Estrogen stimulates Th2 cytokine production and regulates the compartmentalisation of eosinophils during allergen challenge in a mouse model of asthma.

ABSTRACT The observation that asthma becomes more prevalent following puberty in females suggests estrogen potentiates the development of this disease. However, most studies examining the role of estrogen in rodent models of asthma are complicated by their reliance on ovariectomised mice in which hormones other than estrogen are also attenuated.

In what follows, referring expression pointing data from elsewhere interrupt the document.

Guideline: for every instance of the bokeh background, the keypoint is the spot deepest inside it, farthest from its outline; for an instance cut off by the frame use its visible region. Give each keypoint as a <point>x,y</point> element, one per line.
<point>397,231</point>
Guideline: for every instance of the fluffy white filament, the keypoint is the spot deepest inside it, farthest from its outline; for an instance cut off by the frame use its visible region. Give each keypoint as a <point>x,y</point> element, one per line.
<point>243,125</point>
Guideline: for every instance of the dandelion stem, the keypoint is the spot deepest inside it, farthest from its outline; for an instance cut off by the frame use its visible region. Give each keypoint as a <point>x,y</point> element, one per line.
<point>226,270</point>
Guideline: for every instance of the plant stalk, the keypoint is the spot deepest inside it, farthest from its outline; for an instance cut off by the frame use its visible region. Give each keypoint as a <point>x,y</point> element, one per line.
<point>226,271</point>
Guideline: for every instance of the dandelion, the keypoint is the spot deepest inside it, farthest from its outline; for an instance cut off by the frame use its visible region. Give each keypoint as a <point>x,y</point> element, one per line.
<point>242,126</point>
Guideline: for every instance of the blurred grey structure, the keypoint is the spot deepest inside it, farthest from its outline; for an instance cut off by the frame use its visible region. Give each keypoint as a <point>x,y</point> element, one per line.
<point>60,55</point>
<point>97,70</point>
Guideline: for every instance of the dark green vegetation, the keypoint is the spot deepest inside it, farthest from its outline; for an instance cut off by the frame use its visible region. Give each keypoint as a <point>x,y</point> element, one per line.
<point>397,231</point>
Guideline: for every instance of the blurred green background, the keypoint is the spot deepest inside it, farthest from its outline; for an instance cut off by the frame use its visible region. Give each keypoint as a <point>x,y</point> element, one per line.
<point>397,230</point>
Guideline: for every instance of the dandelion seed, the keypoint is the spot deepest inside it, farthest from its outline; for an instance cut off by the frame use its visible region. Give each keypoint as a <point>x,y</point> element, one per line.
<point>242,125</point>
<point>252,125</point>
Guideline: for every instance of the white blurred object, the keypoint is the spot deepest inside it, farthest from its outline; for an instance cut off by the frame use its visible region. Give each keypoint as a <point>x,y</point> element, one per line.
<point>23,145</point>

We aimed to understand the influence of estrogen on allergic airway disease by using type I (tamoxifen) or type II (ICI 182,780) antagonists in female mice or delivering estradiol to male mice during aeroallergen challenge.
The antagonists showed that estrogen promoted both the mobilisation of bone marrow eosinophils and egression of eosinophils to the airway lumen. These findings were corroborated in male mice treated with estradiol, which increased eosinophil numbers in both blood and airways. Estrogen stimulated goblet cell hyperplasia and baseline lung resistance, but had little effect on the number of eosinophils in the bronchial submucosa or methacholine-induced airway hyperreactivity. Estrogen receptor α was expressed by CD4+ T cells from allergic mice, and estrogen promoted the production of IL-5 and IL-13, and suppressed the production of the eicosanoid 12-HETE by mediastinal lymph node cells.
These data show that during aeroallergen challenge, estrogen stimulates Th2 cytokine production, which may be linked to its ability to suppress 12-HETE. Lung resistance at baseline, goblet cell hyperplasia and the compartmentalisation of eosinophils was also influenced by estrogen. However, estrogen does not play a major role in stimulating enhanced sensitivity to methacholine-induced lung resistance.